La fée Morgane
La fureur de la fée Morgane ne connut pas de bornes lorsqu’elle
constata l’évasion de sa servante favorite, Yveline aux mille talents.
Ses yeux d’émeraude qui auraient pu être si beaux lançaient
des flammes et de petits dragons cracheurs de feu s’échappaient de ses
prunelles ardentes, devenues brasiers, allumant çà et là des incendies qu’il
fallait vite maîtriser pour ne pas mettre la forêt de Brocéliande en grand
danger.
Des crapauds horribles, des serpents et des vipères s’échappaient
de sa bouche lorsqu’elle éructait ses ordres et maint chevalier emprisonné dont
la raison ne tenait plus qu’à un fil, devinrent irrémédiablement plongés dans
une démence illimitée.
Le comble lui parvint par des rires sataniques émis par son
fils Mordred venu constater par lui-même les dégâts dont on parlait sous cape
dans les cours fréquentées par des seigneurs dénués de sagesse et dont l’unique
idéal consistait à nuire à son voisin.
Elle chassa l’insolent en lui administrant des coups d’un
balai de paille qu’elle maniait avec la dextérité des sorcières.
Pour se calmer, elle partit en forêt, accompagnée par ses
lévriers dont elle appréciait l’élégance et le flair hors du commun.
C’est ainsi qu’elle se trouva nez à nez avec Laura la
guerrière venue dans la forêt pour y trouver la saine méditation qui lui
imposerait des choix pour rendre à Dame Yveline toute sa raison perdue.
Elle marchait d’un bon pas en s’appuyant sur une canne de
marche au bout ferré.
Lorsqu’elle vit Morgane, elle reconnut d’emblée cet être
malfaisant car son regard qui cherchait le sien afin de l’hypnotiser lançait de
minuscules flammèches haineuses dont elle était coutumière.

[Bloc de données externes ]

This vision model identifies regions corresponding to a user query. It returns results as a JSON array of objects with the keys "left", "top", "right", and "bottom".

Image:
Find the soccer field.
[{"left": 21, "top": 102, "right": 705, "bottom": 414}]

Sans répondre à ses avances mielleuses, Laura traça autour d’elle
un cercle magique destiné à la protéger et elle déposa des branches de houx et
des perles de gui sur cet espace sacré.
Un buisson gigantesque et ardent grandit autour d’elle et
Dame Laura fut bientôt hors de vue de la sorcière qui fulmina de rage.

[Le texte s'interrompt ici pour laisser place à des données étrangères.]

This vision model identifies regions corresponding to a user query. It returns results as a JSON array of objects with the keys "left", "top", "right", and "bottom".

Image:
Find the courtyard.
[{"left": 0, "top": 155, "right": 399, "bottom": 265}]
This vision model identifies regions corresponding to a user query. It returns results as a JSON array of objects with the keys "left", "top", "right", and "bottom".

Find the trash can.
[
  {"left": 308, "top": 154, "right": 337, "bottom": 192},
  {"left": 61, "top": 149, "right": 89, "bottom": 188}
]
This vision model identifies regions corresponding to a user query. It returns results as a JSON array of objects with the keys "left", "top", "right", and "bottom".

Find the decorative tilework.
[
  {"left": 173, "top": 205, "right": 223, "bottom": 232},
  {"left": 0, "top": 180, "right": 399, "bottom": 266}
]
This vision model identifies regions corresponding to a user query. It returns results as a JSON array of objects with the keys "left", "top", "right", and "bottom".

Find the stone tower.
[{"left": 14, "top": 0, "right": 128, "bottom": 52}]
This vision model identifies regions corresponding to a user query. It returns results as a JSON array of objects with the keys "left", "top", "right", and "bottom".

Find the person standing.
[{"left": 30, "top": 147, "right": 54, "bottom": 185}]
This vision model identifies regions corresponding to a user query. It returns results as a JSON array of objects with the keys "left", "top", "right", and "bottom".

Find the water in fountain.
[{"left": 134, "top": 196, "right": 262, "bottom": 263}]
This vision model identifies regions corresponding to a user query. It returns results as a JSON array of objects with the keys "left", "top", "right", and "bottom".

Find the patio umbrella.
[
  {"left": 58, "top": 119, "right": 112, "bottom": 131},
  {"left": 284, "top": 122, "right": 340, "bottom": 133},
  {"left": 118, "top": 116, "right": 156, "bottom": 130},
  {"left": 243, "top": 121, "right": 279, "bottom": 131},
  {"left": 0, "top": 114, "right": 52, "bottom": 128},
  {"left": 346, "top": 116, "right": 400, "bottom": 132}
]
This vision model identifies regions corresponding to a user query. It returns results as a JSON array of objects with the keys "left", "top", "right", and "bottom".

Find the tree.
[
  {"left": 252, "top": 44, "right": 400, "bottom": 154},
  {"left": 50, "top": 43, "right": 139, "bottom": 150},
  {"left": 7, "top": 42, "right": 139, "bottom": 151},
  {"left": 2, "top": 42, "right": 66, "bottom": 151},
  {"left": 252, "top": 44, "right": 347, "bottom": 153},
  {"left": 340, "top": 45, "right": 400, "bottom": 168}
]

Elle était à nouveau désavouée dans son entreprise maléfique
et par comble de malchance, un chevalier à l’armure blanche se profila à l’horizon.
Inquiet de ne pas voir revenir sa mère, Dylan était parti à
sa recherche et lorsqu’il vit cette femme qui essayait en vain de passer pour
une paysanne cherchant son chemin, il n’eut aucune difficulté à l’identifier.
Afin d’échapper au courroux qu’elle lisait dans ses yeux,
Morgane devint cours d’eau qui cascada en sauve-qui-peut jusqu’au val sans
retour dont elle était l’abominable gardienne.
Ses lévriers, demeurés sans ordre de mission choisirent de
rester auprès du beau chevalier qui sut leur parler avec tendresse.
En voyant le danger s’éloigner, Laura brisa le cercle
magique pour se jeter dans les bras de ce fils d’adoption dont elle était si
fière.
Ils revinrent tous les deux au château de Beauregard et
convinrent qu’il serait bon de rappeler son passé à Dame Yveline en passant par
la forme théâtrale et chorégraphique.
On fit venir des artistes et chacun apporta une touche pour
la création d’un ballet opéra qui retraçait la vie de la châtelaine au destin
brisé.
Ce travail tint tout le monde en haleine et lorsque tout fut
prêt, une fête fut annoncée à la ronde pour toucher un large public qui
assisterait à la révélation de ce destin hors du commun.
Ce qu’il advint des réactions de chacun, je vous en laisse
la libre appréciation mais sachez qu’Yveline vit des pans de sa mémoire
obstrués par des peurs et des oublis s’effondrer comme un château de cartes et
c’est alors qu’elle reconnut en ce beau chevalier qui l’avait sauvée dans la
forêt ce fils dont elle avait oublié les traits tant les philtres de la
redoutable fée Morgane avaient détruit en elle tout souvenir personnel.
Elle l’embrassa avec une vive émotion, pleurant d’avoir pu
le voir sans le reconnaître et elle remercia Laura d’avoir été pour lui une
merveilleuse mère de substitution.
En attendant de revoir les ruines de son château et de
rechercher toute trace de son époux, elle consentit, à la demande de ses hôtes,
de retrouver vitalité et vigueur afin d’être capable de faire face à toute
éventualité funeste.
Les jours se déroulèrent paisiblement et Dame Yveline
troubla cette attente en cousant, brodant et lisant pour parfaire ce regain de
vitalité apporté par le spectacle qui lui avait enfin dessillé la vue.